VC bets for '07: Energy, Internet, Asia

Despite the lack of a clear payout strategy, venture capitalists intend to plow money into energy, Internet and companies outside the United States, according to an industry survey.

The National Venture Capital Associations (NVCA) on Monday published the results of a survey of 200 venture capitalists, conducted earlier this month, which indicates investment plans for the coming year.

Venture capitalists said start-ups in hot sectors will continue to attract dollars. VCs also expect to see more competition from other investment classes, such as hedge funds.

Investment in energy-related companies was projected to increase by more than 90 percent, while Internet and media-related investments are expected to climb about 70 percent.

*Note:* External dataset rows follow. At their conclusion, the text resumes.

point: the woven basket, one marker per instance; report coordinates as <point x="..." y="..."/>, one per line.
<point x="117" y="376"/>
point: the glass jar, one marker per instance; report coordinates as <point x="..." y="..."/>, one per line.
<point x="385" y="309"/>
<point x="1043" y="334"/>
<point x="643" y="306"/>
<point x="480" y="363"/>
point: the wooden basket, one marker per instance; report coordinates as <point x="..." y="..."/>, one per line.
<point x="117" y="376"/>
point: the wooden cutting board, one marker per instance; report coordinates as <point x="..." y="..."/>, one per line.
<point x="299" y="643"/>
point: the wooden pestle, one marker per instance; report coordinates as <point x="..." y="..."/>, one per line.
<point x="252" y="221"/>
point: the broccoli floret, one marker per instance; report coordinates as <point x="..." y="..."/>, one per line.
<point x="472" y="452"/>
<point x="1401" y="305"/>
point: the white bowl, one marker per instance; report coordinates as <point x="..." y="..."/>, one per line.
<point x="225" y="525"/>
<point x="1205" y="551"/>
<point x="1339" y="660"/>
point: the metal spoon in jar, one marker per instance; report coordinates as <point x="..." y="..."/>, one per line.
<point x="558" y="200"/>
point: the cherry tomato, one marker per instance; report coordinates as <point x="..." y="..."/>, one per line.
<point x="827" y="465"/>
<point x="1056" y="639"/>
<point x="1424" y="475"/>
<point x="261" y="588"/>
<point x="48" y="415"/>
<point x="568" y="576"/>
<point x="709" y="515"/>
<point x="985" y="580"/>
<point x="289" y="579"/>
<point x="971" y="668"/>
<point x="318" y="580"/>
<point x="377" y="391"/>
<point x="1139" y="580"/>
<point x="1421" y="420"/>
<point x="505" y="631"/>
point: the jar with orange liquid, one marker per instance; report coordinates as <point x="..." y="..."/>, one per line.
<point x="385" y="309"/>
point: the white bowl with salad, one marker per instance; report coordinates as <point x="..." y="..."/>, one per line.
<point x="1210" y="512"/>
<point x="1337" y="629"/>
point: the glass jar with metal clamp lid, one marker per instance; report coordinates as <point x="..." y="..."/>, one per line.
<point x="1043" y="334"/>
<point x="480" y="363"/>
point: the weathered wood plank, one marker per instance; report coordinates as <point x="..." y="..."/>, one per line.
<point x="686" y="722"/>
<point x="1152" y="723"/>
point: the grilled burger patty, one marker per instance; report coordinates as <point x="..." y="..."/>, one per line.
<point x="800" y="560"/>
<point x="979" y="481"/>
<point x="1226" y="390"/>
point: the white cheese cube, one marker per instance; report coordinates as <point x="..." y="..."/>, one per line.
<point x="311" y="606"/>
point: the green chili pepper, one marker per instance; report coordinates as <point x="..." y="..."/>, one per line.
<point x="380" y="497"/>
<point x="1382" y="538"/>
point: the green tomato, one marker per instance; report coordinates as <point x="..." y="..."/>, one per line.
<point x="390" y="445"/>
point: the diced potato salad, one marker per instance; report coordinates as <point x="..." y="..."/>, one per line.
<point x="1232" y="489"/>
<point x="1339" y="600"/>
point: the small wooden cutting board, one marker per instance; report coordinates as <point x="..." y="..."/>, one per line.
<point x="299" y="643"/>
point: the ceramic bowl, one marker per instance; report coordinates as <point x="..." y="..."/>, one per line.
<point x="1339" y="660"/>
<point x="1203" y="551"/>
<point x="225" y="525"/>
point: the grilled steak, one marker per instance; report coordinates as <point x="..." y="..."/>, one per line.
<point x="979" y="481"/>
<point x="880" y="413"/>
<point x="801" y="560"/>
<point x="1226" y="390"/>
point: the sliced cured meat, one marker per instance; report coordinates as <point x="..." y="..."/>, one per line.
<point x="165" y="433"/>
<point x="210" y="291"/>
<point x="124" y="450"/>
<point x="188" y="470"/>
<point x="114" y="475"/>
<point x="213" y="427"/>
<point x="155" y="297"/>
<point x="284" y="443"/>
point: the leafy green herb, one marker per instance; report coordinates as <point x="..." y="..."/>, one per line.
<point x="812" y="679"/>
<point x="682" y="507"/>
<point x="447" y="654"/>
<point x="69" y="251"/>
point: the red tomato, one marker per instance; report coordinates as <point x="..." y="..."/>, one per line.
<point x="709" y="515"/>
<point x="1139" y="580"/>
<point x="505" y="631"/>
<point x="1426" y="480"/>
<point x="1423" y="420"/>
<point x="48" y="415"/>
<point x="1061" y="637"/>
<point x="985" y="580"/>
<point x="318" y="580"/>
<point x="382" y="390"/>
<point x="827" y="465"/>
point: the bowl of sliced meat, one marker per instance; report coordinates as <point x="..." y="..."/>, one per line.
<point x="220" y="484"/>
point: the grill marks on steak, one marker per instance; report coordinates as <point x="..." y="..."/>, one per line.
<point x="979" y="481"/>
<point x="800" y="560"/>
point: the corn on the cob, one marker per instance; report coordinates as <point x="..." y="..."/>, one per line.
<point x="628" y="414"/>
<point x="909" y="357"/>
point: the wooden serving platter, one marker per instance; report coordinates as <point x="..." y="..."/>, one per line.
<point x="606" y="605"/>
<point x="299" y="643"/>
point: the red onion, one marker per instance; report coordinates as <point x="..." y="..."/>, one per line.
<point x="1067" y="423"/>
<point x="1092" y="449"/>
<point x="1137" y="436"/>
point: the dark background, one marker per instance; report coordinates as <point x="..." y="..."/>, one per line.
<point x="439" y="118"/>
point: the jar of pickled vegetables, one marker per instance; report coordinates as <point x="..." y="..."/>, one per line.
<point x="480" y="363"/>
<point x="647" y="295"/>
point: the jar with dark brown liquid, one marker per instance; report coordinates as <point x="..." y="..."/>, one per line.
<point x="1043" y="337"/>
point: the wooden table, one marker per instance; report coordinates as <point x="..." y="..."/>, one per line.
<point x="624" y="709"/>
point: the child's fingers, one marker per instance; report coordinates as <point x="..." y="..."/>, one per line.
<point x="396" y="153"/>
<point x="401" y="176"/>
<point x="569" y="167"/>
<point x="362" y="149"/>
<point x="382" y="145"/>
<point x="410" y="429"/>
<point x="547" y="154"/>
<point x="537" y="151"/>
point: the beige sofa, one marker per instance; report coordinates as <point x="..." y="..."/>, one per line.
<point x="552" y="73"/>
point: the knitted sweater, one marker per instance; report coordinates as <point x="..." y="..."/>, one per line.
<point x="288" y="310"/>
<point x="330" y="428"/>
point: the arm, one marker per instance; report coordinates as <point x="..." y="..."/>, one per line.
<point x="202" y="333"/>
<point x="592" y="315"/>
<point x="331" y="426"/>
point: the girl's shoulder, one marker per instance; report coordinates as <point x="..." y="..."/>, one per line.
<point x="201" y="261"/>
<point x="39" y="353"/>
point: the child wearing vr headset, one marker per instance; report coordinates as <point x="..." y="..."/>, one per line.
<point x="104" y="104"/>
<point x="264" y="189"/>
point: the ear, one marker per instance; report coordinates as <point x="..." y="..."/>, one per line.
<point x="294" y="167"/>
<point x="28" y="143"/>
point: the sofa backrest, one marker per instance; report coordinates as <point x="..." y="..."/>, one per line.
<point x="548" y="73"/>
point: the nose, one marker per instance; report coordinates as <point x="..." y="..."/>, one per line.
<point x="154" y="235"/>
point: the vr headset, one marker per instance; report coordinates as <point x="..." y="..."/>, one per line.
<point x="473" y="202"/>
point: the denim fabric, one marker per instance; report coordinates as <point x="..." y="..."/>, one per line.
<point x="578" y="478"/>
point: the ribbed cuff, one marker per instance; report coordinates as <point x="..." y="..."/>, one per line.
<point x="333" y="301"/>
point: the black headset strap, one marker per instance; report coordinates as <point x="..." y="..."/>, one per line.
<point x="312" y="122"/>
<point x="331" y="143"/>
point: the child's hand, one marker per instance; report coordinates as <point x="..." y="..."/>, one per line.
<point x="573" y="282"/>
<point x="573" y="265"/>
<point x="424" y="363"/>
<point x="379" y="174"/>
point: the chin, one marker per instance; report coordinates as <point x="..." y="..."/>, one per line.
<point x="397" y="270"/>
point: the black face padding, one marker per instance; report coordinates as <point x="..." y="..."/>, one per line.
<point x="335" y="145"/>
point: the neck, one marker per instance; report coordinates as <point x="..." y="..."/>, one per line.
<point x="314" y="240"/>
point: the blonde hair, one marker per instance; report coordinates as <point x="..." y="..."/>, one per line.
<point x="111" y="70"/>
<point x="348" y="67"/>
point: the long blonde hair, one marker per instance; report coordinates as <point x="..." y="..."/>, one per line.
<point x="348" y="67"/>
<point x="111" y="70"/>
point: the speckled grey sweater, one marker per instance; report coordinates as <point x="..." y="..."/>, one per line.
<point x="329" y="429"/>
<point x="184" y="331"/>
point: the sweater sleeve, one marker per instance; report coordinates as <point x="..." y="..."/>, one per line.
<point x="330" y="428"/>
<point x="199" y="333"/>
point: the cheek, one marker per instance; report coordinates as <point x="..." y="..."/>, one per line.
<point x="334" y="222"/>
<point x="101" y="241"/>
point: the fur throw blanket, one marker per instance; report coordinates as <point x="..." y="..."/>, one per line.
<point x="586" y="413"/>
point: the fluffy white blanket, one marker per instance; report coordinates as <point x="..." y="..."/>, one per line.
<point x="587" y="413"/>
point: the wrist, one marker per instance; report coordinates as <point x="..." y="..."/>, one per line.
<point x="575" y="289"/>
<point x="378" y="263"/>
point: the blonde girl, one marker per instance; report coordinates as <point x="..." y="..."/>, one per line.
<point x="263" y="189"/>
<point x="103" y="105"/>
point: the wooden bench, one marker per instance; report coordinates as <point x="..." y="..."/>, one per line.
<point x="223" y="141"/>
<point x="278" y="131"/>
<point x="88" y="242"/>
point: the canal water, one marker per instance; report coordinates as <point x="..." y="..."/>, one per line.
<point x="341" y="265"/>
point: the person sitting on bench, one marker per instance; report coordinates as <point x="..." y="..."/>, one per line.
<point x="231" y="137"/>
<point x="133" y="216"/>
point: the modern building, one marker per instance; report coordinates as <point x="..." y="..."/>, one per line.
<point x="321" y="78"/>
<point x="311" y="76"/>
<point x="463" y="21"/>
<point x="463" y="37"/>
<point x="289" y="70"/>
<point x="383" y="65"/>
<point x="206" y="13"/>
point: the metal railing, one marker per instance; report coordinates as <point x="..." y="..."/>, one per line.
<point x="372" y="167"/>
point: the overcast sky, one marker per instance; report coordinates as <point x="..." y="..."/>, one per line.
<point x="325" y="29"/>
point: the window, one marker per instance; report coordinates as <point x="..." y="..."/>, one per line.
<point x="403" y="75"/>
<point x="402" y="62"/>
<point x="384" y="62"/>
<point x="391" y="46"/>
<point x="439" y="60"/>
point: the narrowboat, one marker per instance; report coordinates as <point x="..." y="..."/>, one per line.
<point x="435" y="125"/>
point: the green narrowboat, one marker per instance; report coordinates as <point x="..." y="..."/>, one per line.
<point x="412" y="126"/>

VCs surveyed showed a great deal of interest in overseas markets, with more than 90 percent of respondents saying they plan to increase investment in China and India. Other regions of increased interest included additional Asian countries and Eastern Europe.

The level of venture investing is expected to stay at roughly the same level as the past two years. Almost 70 percent of respondents expected VC investing to total between $20 billion and $29 billion in 2007. The year 2005 saw $27 billion invested, and investments during the first three quarters of 2006 totalled $25.4 billion.

"The 2006 investment momentum in sectors in need of or receptive to such changes, including energy, Internet and media/entertainment, will accelerate next year. Additionally, if the venture-backed IPO (initial public offering) market in the U.S. doesn't begin to open in 2007, the VC industry will begin to leverage alternative markets and buyers for their portfolio companies," said Mark Heesen, president of the NVCA, in a statement.

The initial public offering market, where venture capitalists and start-up companies historically earned a cash return on their investments, has not been an attractive option in the United States for the past few years.

As a result, many venture capitalists are relying on mergers and acquisitions as an "exit strategy," with 78 percent of respondents calling acquisitions the exit of choice.

However, more than half of venture capitalists in the survey expect U.S.-based firms to consider using public markets overseas next year as an exit. Also, 71 percent of those surveyed said that private equity firms will be a more attractive option next year.

VCs also indicated that they expect to see increased competition, with 48 percent of respondents expecting the number of venture capital firms to go down.